Kenneth L Abbott, MD, FACP  |  11/23/2021

The Death of the Humoral Theory of Disease

When last we left the humoral theory of disease, it had survived the debunking efforts of Vesalius and Baillie. Black bile might not exist, but investigators found other body fluids besides blood, phlegm, and yellow bile to take its place. In the seventeenth century, an Italian physician named Gaspare Aselli discovered the small lymphatic channels, the conduits through which the extracellular fluid called lymph flows and eventually returns via the thoracic duct to the circulation of the blood. Aselli proposed that abnormalities of lymph might account for cancer; after all, tumors often appeared within the bead-like structures arrayed along the lymphatics that we know as lymph nodes. Such was the staying power of this paradigm of human disease that the humoral theory hung around until the middle of the nineteenth century when the development of cell theory finally put it down for good.

The independent but complementary observations of Theodor Schwann and Mattias Schleiden in animal and plant tissues led the two friends in 1838 to propose the fundamental axioms of cell theory: all living organisms are composed of cells, and cells are the basic units of life. A few decades later, the renowned Prussian pathologist Rudolf Virchow added the third axiom that all cells come from pre-existing cells. Virchow was also the first to suggest that cancer cells arise from previously normal cells, although his ideas about how this might occur proved erroneous. By the end of the 19th century, the combined observations of Robert Koch, Louis Pasteur, and Robert Lister established the germ theory of disease, and the obituary of the humoral theory of disease was written.

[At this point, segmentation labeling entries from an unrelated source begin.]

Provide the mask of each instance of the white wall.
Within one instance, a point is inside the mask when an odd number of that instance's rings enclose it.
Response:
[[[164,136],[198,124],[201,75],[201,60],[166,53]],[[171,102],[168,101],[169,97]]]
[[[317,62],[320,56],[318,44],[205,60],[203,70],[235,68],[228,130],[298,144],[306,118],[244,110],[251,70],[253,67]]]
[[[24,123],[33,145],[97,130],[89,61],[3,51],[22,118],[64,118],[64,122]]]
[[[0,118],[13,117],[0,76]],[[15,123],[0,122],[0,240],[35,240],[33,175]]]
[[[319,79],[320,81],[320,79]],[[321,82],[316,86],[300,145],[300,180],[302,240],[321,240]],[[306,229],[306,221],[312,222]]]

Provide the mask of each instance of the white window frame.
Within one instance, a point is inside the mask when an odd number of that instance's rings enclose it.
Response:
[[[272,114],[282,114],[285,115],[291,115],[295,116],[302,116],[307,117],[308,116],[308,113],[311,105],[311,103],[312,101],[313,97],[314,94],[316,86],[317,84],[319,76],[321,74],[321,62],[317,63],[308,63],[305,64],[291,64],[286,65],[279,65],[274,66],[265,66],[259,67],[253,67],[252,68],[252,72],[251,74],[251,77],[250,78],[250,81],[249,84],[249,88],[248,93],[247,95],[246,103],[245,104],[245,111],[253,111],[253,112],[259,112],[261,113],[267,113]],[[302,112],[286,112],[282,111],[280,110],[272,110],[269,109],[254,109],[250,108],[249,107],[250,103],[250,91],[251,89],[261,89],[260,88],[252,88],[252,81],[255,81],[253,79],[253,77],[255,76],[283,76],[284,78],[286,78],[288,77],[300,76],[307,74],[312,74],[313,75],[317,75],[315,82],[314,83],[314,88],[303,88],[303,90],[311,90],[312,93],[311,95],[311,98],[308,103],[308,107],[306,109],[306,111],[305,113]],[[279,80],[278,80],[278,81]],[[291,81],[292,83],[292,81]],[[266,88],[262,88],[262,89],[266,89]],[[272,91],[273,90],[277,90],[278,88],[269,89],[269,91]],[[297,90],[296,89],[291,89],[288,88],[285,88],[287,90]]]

But what of cancer? Could the germ theory account for this disease? An infectious cause for cancer was not immediately apparent, although researcher Peyton Rous discovered the first recognized carcinogenic (cancer-inducing) virus in the 1910s. This virus transmitted sarcoma, a type of cancer affecting muscles, bone, and similar tissues, in chickens. Subsequent work has implicated several other viruses in human cancers: Epstein-Barr virus in a particularly aggressive type of lymphoma named for its describer, Dennis Burkett; human papilloma virus, linked to many cancers of the cervix, anus, and head and neck region; hepatitis B and C virus and primary liver cancers; and one of the herpesviruses and an unusual skin cancer called Kaposi sarcoma. But I am now well ahead of myself in my pursuit of explanations for cancer.

Medical observers had determined that cancers often developed in persons exposed to various environmental or industrial substances. Percivall Pott gets the credit for being the first to make the link after observing the plight of young chimney sweeps, chronically covered in soot that often accumulated in the folds of undergarments, susceptible to skin cancers involving the genitals. Several of the early researchers who worked with radioactive substances, such as Pierre and Marie Curie, succumbed to cancers if they did not first die of radiation poisoning. And burgeoning industrialization in the west brought new health perils to workers, including cancers induced by long-term exposure to various chemicals.

That cancer has several different causes became increasingly clear. What remained elusive was an explanation. How do we get from cause to effect? What is the nature of cancer? If not the effect of “evil” humors, if not excessive lymph accumulation, if not (mostly) germs, what? To this we turn next.